Leokadiya Kashperova (1872–1940), hitherto consigned to a footnote in musical history as Stravinsky’s piano teacher, is undergoing rediscovery. A double graduate of the St Petersburg Conservatoire, she emerged as a virtuoso pianist and composer in the romantic tradition. She was associated with some of the great musicians of her day, including Mily Alexayevich Balakirev and Leopold von Auer.
She performed in both Germany and the UK in the 1900s, Her once blossoming international career was cut short by the devastating effects of the Russian Revolution, by the perilously shifting sands of Soviet cultural policy and by the impact of civil and world war. Despite all this, Kashperova continued to compose, in secret, to the very end of her life (1940) though not a note of her music was performed after 1916.
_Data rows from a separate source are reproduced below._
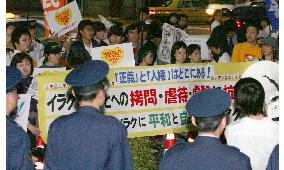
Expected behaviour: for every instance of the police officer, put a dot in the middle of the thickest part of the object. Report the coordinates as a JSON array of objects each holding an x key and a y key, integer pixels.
[
  {"x": 86, "y": 139},
  {"x": 208, "y": 111},
  {"x": 18, "y": 143}
]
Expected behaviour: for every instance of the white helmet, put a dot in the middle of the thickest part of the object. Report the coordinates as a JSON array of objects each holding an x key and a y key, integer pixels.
[{"x": 267, "y": 73}]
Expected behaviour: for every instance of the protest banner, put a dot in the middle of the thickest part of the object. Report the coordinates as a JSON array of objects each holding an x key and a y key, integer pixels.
[
  {"x": 64, "y": 19},
  {"x": 48, "y": 6},
  {"x": 38, "y": 71},
  {"x": 119, "y": 55},
  {"x": 23, "y": 108},
  {"x": 147, "y": 100},
  {"x": 171, "y": 34}
]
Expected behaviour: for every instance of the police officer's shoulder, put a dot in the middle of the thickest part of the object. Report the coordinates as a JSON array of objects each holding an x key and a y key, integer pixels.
[
  {"x": 15, "y": 131},
  {"x": 179, "y": 149},
  {"x": 114, "y": 122},
  {"x": 234, "y": 151}
]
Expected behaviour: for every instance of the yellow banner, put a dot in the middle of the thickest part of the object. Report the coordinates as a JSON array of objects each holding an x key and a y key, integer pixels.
[{"x": 147, "y": 100}]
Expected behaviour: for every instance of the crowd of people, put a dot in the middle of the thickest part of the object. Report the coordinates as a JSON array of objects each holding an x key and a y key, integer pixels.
[{"x": 226, "y": 44}]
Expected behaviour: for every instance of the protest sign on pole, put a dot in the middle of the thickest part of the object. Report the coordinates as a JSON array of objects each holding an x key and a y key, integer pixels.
[
  {"x": 147, "y": 100},
  {"x": 64, "y": 19},
  {"x": 119, "y": 55},
  {"x": 171, "y": 34},
  {"x": 48, "y": 6},
  {"x": 23, "y": 108}
]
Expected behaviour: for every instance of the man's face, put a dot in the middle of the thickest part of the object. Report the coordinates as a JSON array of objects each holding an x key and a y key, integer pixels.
[
  {"x": 87, "y": 33},
  {"x": 24, "y": 43},
  {"x": 115, "y": 39},
  {"x": 231, "y": 34},
  {"x": 251, "y": 34},
  {"x": 11, "y": 101},
  {"x": 133, "y": 35},
  {"x": 182, "y": 21}
]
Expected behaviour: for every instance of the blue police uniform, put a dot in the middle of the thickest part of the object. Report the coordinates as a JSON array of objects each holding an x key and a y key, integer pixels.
[
  {"x": 273, "y": 163},
  {"x": 17, "y": 141},
  {"x": 87, "y": 139},
  {"x": 17, "y": 147},
  {"x": 206, "y": 152}
]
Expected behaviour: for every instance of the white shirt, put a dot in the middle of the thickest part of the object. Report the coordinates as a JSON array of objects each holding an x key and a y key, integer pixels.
[
  {"x": 214, "y": 24},
  {"x": 89, "y": 48},
  {"x": 225, "y": 58},
  {"x": 255, "y": 138}
]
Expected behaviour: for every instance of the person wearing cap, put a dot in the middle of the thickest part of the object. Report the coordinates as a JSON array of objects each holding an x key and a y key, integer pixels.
[
  {"x": 17, "y": 141},
  {"x": 99, "y": 34},
  {"x": 269, "y": 49},
  {"x": 217, "y": 19},
  {"x": 115, "y": 35},
  {"x": 132, "y": 36},
  {"x": 52, "y": 52},
  {"x": 21, "y": 40},
  {"x": 249, "y": 50},
  {"x": 80, "y": 51},
  {"x": 254, "y": 134},
  {"x": 208, "y": 110},
  {"x": 87, "y": 139}
]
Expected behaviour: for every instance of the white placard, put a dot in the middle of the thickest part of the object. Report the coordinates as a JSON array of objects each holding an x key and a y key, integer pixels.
[
  {"x": 23, "y": 108},
  {"x": 64, "y": 19},
  {"x": 172, "y": 34},
  {"x": 119, "y": 55}
]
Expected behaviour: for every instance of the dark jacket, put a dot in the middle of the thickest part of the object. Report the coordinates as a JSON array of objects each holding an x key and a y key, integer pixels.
[
  {"x": 205, "y": 153},
  {"x": 17, "y": 147},
  {"x": 86, "y": 139},
  {"x": 273, "y": 163},
  {"x": 78, "y": 54}
]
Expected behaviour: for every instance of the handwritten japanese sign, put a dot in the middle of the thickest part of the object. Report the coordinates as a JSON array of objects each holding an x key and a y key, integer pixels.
[
  {"x": 64, "y": 19},
  {"x": 119, "y": 55},
  {"x": 147, "y": 100}
]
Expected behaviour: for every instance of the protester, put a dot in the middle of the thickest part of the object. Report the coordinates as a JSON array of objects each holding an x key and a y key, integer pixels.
[
  {"x": 24, "y": 63},
  {"x": 79, "y": 140},
  {"x": 193, "y": 52},
  {"x": 21, "y": 40},
  {"x": 52, "y": 55},
  {"x": 17, "y": 141},
  {"x": 269, "y": 49},
  {"x": 219, "y": 55},
  {"x": 255, "y": 134},
  {"x": 80, "y": 51},
  {"x": 99, "y": 34},
  {"x": 249, "y": 50},
  {"x": 115, "y": 35},
  {"x": 173, "y": 19},
  {"x": 265, "y": 27},
  {"x": 208, "y": 110},
  {"x": 217, "y": 19},
  {"x": 227, "y": 35},
  {"x": 146, "y": 56},
  {"x": 182, "y": 22},
  {"x": 178, "y": 53},
  {"x": 132, "y": 36}
]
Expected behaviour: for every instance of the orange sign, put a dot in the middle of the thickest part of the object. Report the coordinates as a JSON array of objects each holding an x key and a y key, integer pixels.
[
  {"x": 50, "y": 5},
  {"x": 113, "y": 57},
  {"x": 63, "y": 17}
]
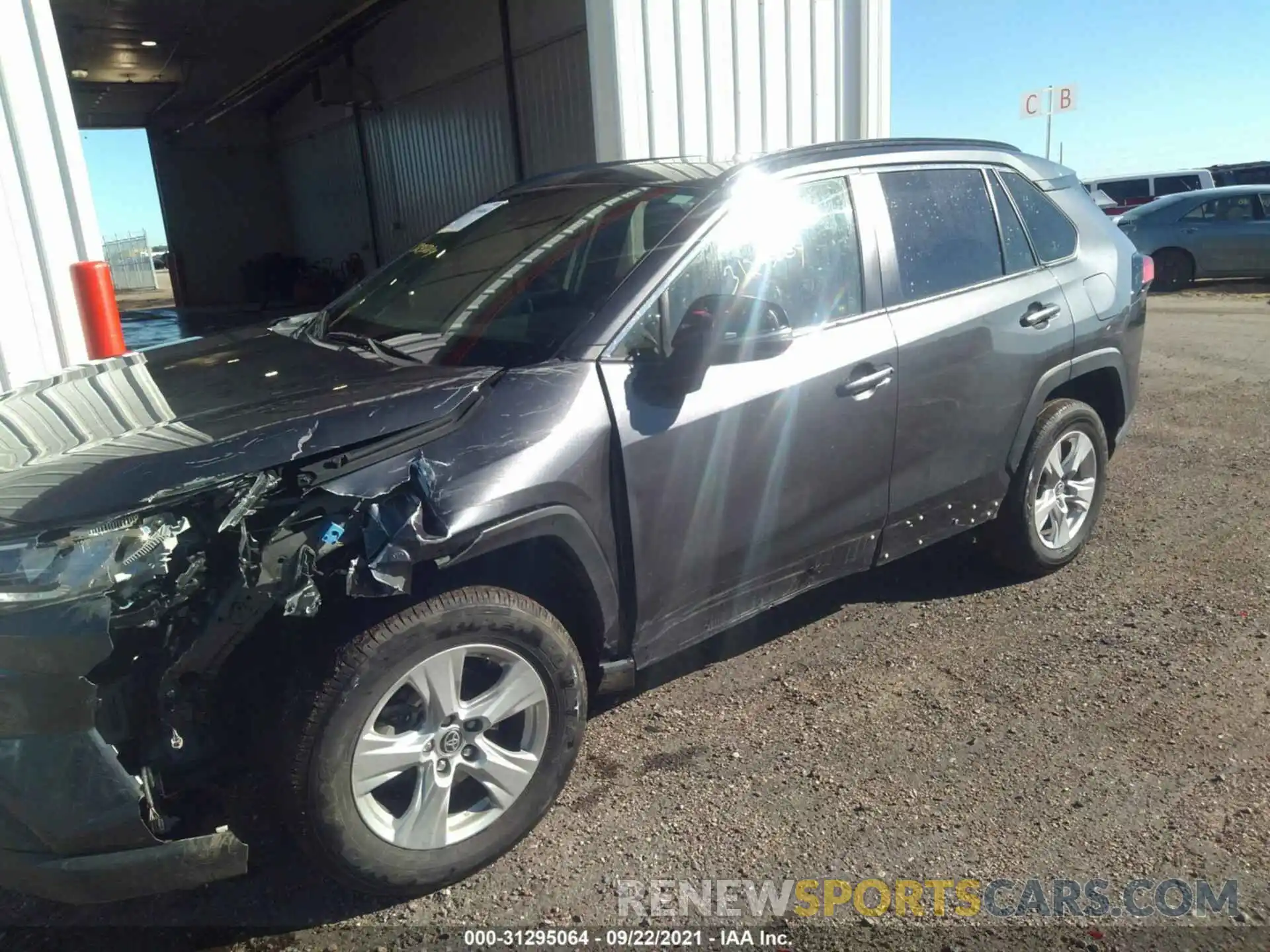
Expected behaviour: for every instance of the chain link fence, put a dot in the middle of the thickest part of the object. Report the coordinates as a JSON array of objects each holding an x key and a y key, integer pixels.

The Kashperova Edition now makes a wide range of her music available to performers and for audiences everywhere to appreciate her 'amazingly passionate Romantic music' (10 August 2021 - BBC Radio 3 at the Edinburgh International Festival).
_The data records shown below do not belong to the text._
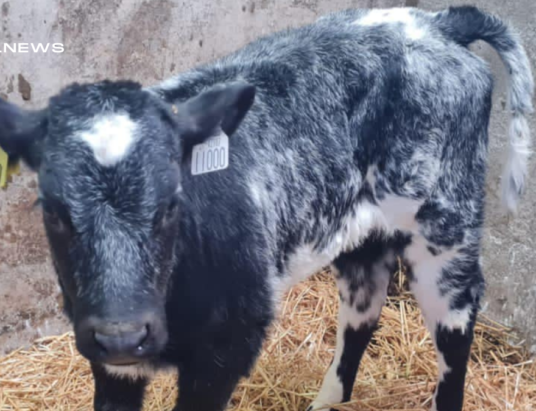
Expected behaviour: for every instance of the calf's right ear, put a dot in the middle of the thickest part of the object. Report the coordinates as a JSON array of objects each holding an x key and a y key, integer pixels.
[{"x": 22, "y": 133}]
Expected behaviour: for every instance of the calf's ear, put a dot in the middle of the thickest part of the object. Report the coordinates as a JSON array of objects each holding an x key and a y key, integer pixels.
[
  {"x": 222, "y": 107},
  {"x": 22, "y": 133}
]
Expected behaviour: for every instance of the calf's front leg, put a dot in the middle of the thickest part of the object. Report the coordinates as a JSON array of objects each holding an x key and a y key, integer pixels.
[{"x": 115, "y": 393}]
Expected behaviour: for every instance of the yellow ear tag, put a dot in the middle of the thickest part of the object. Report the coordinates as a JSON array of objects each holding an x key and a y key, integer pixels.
[{"x": 7, "y": 169}]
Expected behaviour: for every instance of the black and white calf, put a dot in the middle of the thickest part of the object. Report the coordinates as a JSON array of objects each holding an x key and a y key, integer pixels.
[{"x": 178, "y": 214}]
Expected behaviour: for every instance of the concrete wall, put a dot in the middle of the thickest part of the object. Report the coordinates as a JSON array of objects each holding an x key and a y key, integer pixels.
[{"x": 149, "y": 41}]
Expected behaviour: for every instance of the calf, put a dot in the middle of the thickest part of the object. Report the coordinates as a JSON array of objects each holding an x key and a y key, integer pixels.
[{"x": 178, "y": 214}]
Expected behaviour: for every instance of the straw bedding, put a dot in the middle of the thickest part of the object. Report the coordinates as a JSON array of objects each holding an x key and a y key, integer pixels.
[{"x": 398, "y": 371}]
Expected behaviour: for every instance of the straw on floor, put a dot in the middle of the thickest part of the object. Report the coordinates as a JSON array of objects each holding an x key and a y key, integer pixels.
[{"x": 398, "y": 371}]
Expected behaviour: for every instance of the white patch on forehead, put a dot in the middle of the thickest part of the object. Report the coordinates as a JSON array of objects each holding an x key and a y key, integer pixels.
[
  {"x": 111, "y": 137},
  {"x": 392, "y": 16}
]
These new editions of the Cello Sonatas 1 & 2 have been broadcast and recorded, whilst new editions of her Symphony and hitherto unpublished Piano Concerto have recently been issued.
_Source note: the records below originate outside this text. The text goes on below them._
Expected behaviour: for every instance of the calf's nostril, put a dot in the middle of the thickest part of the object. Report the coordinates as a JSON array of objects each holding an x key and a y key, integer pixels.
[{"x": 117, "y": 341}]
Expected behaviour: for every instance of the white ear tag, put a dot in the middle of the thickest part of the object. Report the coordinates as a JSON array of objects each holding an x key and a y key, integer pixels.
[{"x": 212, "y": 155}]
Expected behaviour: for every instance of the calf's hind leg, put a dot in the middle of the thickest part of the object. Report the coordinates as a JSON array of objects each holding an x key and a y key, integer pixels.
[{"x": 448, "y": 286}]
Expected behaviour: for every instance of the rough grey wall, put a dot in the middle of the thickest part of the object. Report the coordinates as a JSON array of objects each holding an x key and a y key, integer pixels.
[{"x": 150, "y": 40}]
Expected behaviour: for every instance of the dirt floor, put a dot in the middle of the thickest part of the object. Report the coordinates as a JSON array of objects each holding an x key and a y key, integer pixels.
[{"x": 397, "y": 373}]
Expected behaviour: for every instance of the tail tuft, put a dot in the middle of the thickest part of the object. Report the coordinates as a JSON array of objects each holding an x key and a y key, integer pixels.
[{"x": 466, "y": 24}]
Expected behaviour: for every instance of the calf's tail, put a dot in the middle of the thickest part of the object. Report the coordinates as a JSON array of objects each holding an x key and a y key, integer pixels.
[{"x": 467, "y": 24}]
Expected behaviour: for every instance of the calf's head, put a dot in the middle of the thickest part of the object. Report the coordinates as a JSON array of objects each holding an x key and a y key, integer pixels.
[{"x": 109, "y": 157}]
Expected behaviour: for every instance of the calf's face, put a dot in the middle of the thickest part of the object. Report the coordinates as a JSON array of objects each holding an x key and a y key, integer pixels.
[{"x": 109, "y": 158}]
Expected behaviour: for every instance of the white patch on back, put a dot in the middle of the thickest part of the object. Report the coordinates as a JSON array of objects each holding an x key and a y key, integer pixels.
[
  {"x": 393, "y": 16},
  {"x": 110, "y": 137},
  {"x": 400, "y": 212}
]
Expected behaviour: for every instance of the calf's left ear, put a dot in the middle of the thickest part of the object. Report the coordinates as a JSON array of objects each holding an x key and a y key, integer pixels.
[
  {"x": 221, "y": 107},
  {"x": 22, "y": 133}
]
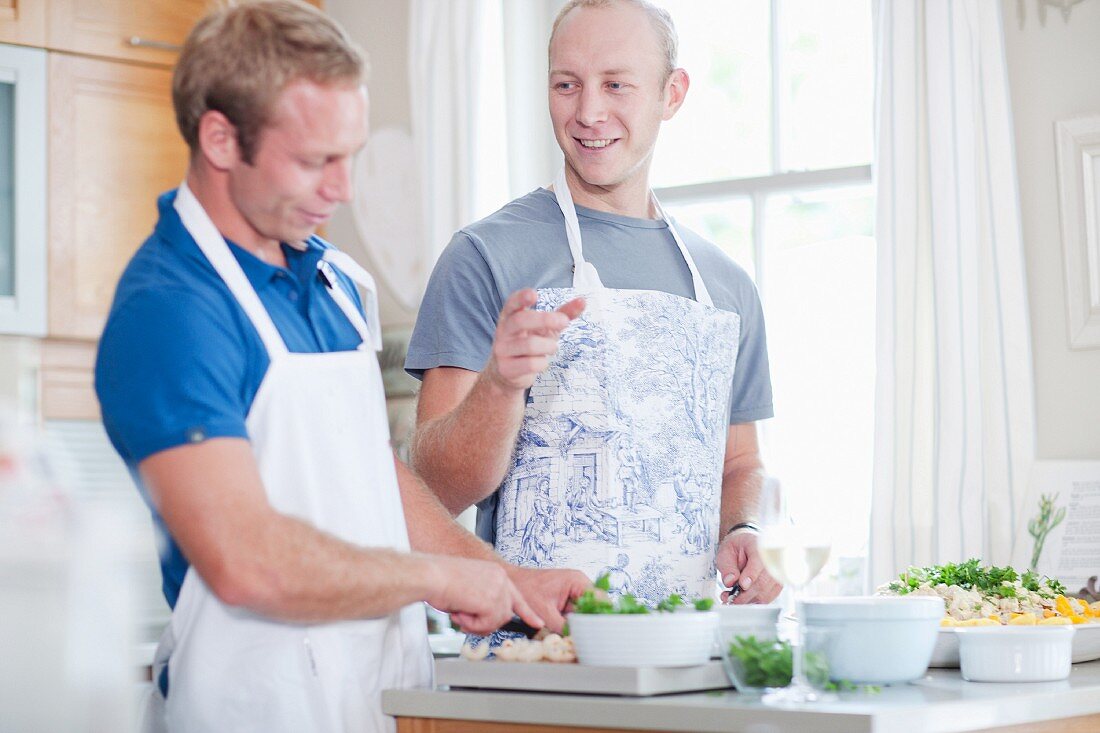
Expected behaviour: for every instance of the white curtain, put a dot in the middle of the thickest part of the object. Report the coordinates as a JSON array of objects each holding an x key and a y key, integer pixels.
[
  {"x": 459, "y": 127},
  {"x": 954, "y": 397}
]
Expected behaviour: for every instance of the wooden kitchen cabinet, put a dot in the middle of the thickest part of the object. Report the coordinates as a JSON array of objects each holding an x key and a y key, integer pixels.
[
  {"x": 135, "y": 30},
  {"x": 150, "y": 31},
  {"x": 113, "y": 148},
  {"x": 23, "y": 22}
]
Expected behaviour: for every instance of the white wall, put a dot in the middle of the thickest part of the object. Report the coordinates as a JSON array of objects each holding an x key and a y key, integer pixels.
[
  {"x": 1053, "y": 75},
  {"x": 381, "y": 28}
]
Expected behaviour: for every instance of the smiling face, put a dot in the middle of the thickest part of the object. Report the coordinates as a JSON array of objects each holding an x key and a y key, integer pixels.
[
  {"x": 301, "y": 166},
  {"x": 608, "y": 96}
]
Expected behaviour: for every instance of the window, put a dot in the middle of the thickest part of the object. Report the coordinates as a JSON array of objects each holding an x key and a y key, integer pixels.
[{"x": 770, "y": 159}]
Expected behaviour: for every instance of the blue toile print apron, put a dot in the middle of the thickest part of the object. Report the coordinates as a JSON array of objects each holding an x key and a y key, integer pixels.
[{"x": 618, "y": 463}]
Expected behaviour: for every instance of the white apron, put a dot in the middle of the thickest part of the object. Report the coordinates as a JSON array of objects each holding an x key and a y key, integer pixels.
[
  {"x": 319, "y": 433},
  {"x": 619, "y": 458}
]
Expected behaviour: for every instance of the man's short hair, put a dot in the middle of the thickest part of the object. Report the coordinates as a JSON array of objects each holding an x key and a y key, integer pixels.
[
  {"x": 238, "y": 59},
  {"x": 658, "y": 17}
]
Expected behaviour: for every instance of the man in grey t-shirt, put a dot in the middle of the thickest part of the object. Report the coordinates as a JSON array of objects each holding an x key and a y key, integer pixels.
[{"x": 479, "y": 346}]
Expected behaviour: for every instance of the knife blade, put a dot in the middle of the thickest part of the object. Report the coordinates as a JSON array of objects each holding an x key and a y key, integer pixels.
[{"x": 517, "y": 625}]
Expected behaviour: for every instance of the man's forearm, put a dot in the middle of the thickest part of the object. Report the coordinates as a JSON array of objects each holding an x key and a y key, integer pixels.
[
  {"x": 464, "y": 453},
  {"x": 431, "y": 528},
  {"x": 303, "y": 575}
]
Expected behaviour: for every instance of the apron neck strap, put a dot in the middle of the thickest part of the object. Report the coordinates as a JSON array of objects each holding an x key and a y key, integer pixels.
[
  {"x": 585, "y": 276},
  {"x": 370, "y": 329},
  {"x": 212, "y": 244}
]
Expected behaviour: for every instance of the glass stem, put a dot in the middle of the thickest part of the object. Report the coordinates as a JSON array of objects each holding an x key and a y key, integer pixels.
[{"x": 798, "y": 679}]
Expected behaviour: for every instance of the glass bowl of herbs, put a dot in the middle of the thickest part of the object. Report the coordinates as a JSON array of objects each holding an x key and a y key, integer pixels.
[{"x": 756, "y": 666}]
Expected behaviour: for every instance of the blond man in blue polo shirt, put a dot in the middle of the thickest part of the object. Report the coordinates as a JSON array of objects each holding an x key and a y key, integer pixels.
[{"x": 239, "y": 381}]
Kashperova’s Romantic empathy with nature and childhood may be keenly observed in her chamber music and songs. The six-movement piano suite In the Midst of Nature (1910) in no exception in the way it uses evocations of nature to express nostalgia for her childhood in the peaceful and remote Russian countryside. In the Midst of Nature also resents an artfully graded progression, indicating that Kashperova probably shared this music with her many pupils: the early movements are within the range of the talented young player whilst the latter movements require the technique and interpretative maturity of a conservatoire student, the whole work being admirably suited to the professional recital.